By Martin Coyle, director of True Voice
A number of significant problems in the mental health system are identified in a report released this week by the Care Quality Commission on use of the Mental Health Act. For me, some of the most important issues identified in the report relate to barriers that are preventing people from leaving psychiatric care, specifically a lack of care planning, discharge planning and the concerning trend of people being subject to ‘de facto detentions’.
Let’s start with de facto detentions, an issue where people who have voluntarily agreed to come to hospital for treatment – as opposed to being detained under the Act – are then told by staff they will be detained if they try to leave. This amounts to people being kept in hospital when there is no legal basis to do so.
The issue was brought to attention by a Health Committee report last summer. At the time the committee said: “It appears that this practice is not extensive within the mental health system; nonetheless, the committee regards it as completely unacceptable.”
Yet this week’s CQC report suggests that far from de facto detentions being a practice that “is not extensive”, it is in fact increasingly routine. The CQC found that in 20% of cases:
“…patients who were not formally detained may be prevented from leaving. Measures of this included whether informal patients said that they were unable to leave the ward, where staff reported that they would automatically use holding powers to stop an informal patient leaving, or where staff were uncertain which patients were informal and which were detained.”
This is a clear breach of the Mental Health Act Code of Practice, item 4.12, which states:
“The threat of detention must not be used to induce a patient to consent to admission to hospital or to treatment (and is likely to invalidate any apparent consent).”
The upshot of this is that a large number of treatment decisions are being made without valid consent – a situation that should be a major concern to the professionals involved. It means that voluntary patients face the powers of the Mental Health Act without its protections (such as the right to independent advocacy). The importance of this situation cannot be downplayed. It is, as the Health Committee report stated, “completely unacceptable”.
A lack of patient involvement
The CQC also identified serious problems with care and discharge planning. The mental health system is meant to promote recovery and enable people to have a positive discharge from hospital. Care viewed in this way should see the patients as a partner in recovery, someone actively involved in their care planning.
Remember the government mantra that in NHS care there will be “no decision about me, without me”? The CQC’s findings show that this isn’t the case in mental health. More than a quarter (27%) of care plans showed no evidence of patients being involved in them. Over one in five (22%) showed no sign of the patient’s view having been taken into account. These are major documents that inform care decisions. That’s quite a lot of decisions being made about me, without me. It’s hard to imagine another system that would settle for failing to meet a fundamental performance measure in a quarter of cases.
As for an effective discharge from hospital, the CQC found that one third of care plans contained no sign of discharge planning. This is difficult to reconcile with a service supposedly focused on recovery. The report correctly states that hospitals have a legal responsibility to provide ongoing planning of aftercare, so why is this so frequently absent?

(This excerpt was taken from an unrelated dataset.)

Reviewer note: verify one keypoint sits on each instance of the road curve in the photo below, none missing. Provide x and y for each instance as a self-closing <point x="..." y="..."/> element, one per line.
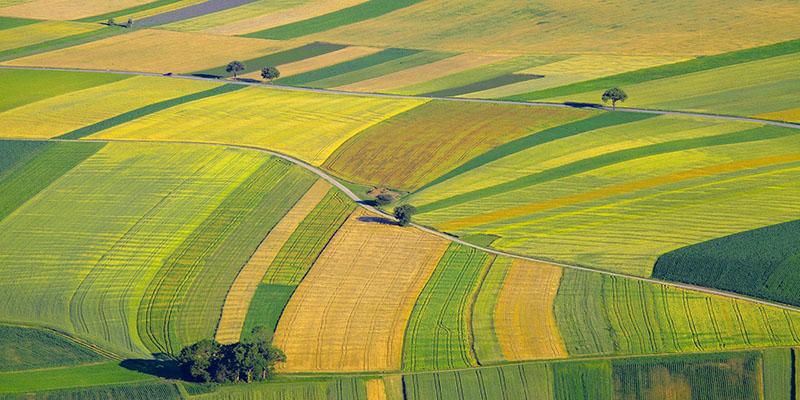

The CQC’s report demands to be read and acted on. It suggests a system of coercion not collaboration, of containment instead of recovery. It is commendable that the CQC is picking up these failings but concerning that the problems with lack of involvement in discharge and care planning have remained the same for two years. The CQC describes this as unacceptable. I agree. The question is – what will drive change now?
People being excluded from their care decisions, people whose discharge is given no thought, people being wrongly deprived of their freedom, these people need services to radically change the way they operate; putting people back in control of their lives. Failing in one fifth, one quarter, one third of cases is not good enough. Merely saying that things have been unacceptable for two years is not enough. Should services continue to resist change, we need a regulator that will challenge and change those systems.